Amtrak's subsidies by and large support the long-distance routes, which Congress mandates as a public service. It can’t very well require Amtrak to run these money-losing (but important) long-distance routes and then cut the money to run them – yet that’s what Mica proposes to do. Outsourcing wouldn’t work because no private company would want to take on routes that are proven to lose money. Maybe that’s why Mica’s privatization plan centers on the lucrative Northeast Corridor – the one place Amtrak does make money.
The 2008 rail authorization law specifically conveys the “sense of the Congress” that the long-distance routes are "a vital and necessary part of our national transportation system and economy" and that "Amtrak should maintain a national passenger rail system, including long-distance routes, that connects the continental United States from coast to coast and from border to border."
Rahall’s primary concern is labor, not transportation. After all, Amtrak isn’t a particularly significant mode of transportation in his home state of West Virginia – though he did mention that the Cardinal route serves 53,000 West Virginians a year. He criticized Mica’s proposal to outsource the money-losing line to the lowest bidder, saying, “Lowest bidder is code for low wages and little to no benefits.”

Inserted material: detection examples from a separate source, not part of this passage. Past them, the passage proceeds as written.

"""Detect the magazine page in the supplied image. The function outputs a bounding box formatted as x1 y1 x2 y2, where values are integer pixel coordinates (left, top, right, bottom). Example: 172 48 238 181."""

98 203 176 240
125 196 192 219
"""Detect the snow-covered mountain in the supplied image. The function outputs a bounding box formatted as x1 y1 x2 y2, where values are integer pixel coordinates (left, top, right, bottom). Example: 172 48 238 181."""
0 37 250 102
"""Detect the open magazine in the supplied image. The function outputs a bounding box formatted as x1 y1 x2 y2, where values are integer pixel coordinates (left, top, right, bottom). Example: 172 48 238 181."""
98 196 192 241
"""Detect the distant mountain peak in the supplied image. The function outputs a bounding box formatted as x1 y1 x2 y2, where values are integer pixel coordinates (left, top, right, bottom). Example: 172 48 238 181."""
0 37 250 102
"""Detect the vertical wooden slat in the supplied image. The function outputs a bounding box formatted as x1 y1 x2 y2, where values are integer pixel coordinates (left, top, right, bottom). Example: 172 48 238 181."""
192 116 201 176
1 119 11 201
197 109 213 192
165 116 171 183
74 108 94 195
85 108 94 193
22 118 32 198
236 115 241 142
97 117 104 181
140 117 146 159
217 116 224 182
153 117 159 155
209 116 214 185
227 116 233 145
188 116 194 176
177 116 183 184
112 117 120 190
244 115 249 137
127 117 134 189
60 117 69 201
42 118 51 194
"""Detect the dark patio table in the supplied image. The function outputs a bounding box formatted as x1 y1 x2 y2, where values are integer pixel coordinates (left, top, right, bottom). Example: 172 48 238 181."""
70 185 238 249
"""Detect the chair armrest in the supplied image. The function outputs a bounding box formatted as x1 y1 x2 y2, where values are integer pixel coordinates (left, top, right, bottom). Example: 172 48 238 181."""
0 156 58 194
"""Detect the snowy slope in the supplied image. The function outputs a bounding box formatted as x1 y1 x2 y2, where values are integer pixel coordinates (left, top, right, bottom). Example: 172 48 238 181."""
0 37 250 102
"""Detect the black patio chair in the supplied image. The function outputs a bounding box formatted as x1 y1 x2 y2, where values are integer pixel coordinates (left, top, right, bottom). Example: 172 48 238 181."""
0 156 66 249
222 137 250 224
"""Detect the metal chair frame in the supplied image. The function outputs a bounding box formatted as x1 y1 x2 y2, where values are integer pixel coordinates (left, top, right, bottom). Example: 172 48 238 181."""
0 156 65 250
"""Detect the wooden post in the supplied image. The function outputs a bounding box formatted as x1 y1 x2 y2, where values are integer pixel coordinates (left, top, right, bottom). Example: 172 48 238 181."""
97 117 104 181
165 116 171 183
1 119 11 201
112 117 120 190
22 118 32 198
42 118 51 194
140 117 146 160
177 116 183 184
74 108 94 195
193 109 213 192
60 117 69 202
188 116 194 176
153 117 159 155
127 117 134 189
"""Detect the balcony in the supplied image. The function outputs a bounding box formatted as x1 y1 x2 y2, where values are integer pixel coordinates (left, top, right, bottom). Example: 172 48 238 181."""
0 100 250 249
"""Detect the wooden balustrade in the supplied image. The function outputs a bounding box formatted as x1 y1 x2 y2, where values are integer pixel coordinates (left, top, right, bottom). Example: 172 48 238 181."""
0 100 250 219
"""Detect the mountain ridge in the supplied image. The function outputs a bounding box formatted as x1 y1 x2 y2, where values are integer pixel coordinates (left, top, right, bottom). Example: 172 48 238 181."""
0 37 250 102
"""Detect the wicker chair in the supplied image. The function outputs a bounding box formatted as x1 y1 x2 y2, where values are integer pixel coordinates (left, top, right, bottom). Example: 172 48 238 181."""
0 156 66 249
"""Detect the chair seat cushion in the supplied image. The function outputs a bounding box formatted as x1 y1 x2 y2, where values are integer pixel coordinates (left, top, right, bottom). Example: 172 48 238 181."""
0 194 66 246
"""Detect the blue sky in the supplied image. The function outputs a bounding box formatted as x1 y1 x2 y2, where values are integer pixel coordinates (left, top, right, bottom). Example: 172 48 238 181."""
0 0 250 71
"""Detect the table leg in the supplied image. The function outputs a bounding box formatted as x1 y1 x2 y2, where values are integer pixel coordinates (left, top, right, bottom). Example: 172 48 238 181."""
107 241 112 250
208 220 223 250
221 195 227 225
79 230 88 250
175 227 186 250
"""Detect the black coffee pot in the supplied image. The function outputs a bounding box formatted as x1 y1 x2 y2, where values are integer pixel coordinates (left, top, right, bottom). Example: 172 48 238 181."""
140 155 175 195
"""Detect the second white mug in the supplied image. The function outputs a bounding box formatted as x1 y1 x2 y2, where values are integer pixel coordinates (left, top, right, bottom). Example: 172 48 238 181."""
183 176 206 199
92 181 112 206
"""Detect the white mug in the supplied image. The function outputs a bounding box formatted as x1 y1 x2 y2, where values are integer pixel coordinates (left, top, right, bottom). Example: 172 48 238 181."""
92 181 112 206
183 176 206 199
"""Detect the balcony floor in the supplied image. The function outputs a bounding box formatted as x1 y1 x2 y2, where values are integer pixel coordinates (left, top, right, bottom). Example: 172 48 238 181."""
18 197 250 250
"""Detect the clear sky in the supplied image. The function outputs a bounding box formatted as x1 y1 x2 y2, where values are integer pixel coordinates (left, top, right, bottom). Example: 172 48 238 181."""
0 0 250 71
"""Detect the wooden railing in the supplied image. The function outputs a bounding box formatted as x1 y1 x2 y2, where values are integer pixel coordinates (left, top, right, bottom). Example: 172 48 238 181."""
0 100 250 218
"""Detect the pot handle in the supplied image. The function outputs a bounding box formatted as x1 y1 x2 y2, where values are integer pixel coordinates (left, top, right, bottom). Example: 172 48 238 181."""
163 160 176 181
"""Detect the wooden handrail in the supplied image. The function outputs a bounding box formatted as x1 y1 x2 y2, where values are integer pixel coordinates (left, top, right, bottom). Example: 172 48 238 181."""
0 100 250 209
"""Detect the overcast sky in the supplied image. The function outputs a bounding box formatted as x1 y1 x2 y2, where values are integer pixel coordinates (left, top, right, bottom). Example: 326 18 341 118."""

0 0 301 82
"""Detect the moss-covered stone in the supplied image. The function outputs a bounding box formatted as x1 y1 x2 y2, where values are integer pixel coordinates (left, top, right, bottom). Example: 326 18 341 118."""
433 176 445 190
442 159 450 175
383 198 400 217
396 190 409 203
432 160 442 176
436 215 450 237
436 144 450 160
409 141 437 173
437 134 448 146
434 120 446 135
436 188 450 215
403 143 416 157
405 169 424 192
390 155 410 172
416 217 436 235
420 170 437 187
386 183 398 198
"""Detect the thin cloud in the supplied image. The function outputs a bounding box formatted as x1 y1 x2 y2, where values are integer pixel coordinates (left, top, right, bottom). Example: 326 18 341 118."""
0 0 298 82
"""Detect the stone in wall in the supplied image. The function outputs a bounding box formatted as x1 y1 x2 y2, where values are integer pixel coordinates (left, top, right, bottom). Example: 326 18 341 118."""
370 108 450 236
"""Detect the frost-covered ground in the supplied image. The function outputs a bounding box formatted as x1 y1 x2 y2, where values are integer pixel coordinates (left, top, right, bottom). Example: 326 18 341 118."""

Rahall went on about Republicans’ “tortured logic,” which he said makes clear that labor will lose out.
“Republicans say they want to create jobs,” he said. “They also claim they want to reduce Amtrak’s operating subsidy. In order to do that, you need to increase revenue. Except the Republicans want to eliminate routes and service, which are the only means Amtrak has to generate revenue. So then you have to reduce operating expenses. A quick look at Amtrak’s operating expenses shows that its two biggest expenses are fuel and labor. So unless the Republicans are willing to go after big oil -- which I kind of doubt -- then labor is the target.”
Rahall encouraged Mica to let the committee get on with the rest of its work and let Joe Boardman focus on running his railroad, rather than running down to Washington for hearings all the time. “In the next rail title, we’ll need a new line just to shuttle Mr. Boardman back and forth from his office to the committee room,” Rahall joked.
“We have a hearing, we put the squeeze on Amtrak even more, we force them to beg for adequate federal funding on an annual basis, and then turn around and criticize them for how they run a railroad in the same breath,” Rahall said. “Give me a break. Give me a break! Other nations that are investing billions in their passenger rail system have got to be laughing at us.”